I’m sure I’ll be in the doghouse soon enough, for towels left on the floor or checking email when I was supposed to be listening, but right now I’m a heroine. All I did was install iTunes on Sandy’s laptop.

A year ago she migrated from an aging laptop and a really senile desktop to one laptop with a docking station, monitor, and external hard drive. Since then she’s been complaining that her “iPod software doesn’t work.”

Buried in work and a thesis, I just nodded whenever she brought this up. Whatever, I thought. I don’t have an iPod–I’m kind of an ambient sound lady, and on long flights I have noise-canceling headphones that create a pleasant buzz–so I didn’t think about it. “Reinstall iTunes,” I kept telling her.

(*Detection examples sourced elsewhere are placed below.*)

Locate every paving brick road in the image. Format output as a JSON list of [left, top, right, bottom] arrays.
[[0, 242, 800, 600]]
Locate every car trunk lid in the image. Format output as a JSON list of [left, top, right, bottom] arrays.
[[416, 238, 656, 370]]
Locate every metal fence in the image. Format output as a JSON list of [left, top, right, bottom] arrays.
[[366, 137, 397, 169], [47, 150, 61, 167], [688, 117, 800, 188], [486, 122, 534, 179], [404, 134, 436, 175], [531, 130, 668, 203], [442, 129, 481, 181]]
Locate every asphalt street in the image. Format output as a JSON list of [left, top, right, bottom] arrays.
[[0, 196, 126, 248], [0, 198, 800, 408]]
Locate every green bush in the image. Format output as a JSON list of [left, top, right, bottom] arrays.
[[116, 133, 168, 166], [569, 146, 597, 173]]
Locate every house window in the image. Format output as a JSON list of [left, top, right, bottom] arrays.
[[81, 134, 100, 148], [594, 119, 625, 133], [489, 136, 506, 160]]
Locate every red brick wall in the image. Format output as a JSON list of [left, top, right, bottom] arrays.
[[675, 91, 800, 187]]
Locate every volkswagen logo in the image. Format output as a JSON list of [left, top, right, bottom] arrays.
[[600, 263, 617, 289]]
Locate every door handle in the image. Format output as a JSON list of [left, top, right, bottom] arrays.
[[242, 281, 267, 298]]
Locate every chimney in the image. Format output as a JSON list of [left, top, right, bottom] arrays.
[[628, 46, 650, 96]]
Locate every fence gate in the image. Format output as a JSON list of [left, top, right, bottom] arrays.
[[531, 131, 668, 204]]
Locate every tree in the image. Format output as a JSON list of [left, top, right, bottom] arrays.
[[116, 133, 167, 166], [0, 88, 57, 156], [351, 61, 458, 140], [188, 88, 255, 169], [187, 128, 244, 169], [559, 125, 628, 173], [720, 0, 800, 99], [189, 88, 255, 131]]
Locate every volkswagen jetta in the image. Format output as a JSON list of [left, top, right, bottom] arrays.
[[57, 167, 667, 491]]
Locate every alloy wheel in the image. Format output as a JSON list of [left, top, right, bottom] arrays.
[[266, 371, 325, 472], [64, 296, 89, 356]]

Sandy is a fantastic minister, a great administrator, someone who is comfortable with the sick and the dying and the bereaved and confused; but she is scary around most hardware, particularly computers. I don’t even like to see her get on ladders. It turns out that telling Sandy to reinstall iTunes was a little like asking her to inspect the foam on the space shuttle. She had no idea how to start or even why she needed to do that.

“But I have that external hard drive,” she told me late this afternoon. “You put everything on it when I moved from the old computer.”

I paused. Suddenly I needed to explain the difference between an inert storage device and an active CPU. I opened a beer. I sat down in front of her computer.

Several downloads later (her iPod needed firmware upgrades, iTunes needed to be installed, and so forth–endless fiddling and rebooting), I sat Sandy in front of her computer and told her to enter her credit card information.

“Can’t you do this for me?” she asked.

“What if I’m captured and tortured and they want the security code on the back of your credit card?” I responded. She entered the information.

First she tried to browse the iTunes store, which makes sense, because the search box is eensy teensy cutesy Apple-y on the upper right-hand side of the menu, hardly looking like a search box at all. “They don’t have Michael Feinstein?” she asked.

“Try a search,” I said, and pointed her to the search box. She entered two words. She came back with a pile of good results.

“Buy a song,” I suggested.

“I want to buy five,” she replied.

“Buy one song,” I emphasized. “I don’t want to be here all night.”

She bought one song, Teddy Bear’s Picnic. (Yes, she has owned an iPod for several years and never actually bought music for it. She had imported CDs to iTunes, and that was it. For the last year she’s been listening to the same music.) We practiced playing the song, viewing it on her playlist… success.

“Why would anyone buy a CD any more?” she asked a few minutes later. She recited the music she found: rare Cole Porter tunes, interesting hymns, you know the drill–the fabulous long tail of online music.

“I don’t know,” I replied. But she was busy buying music.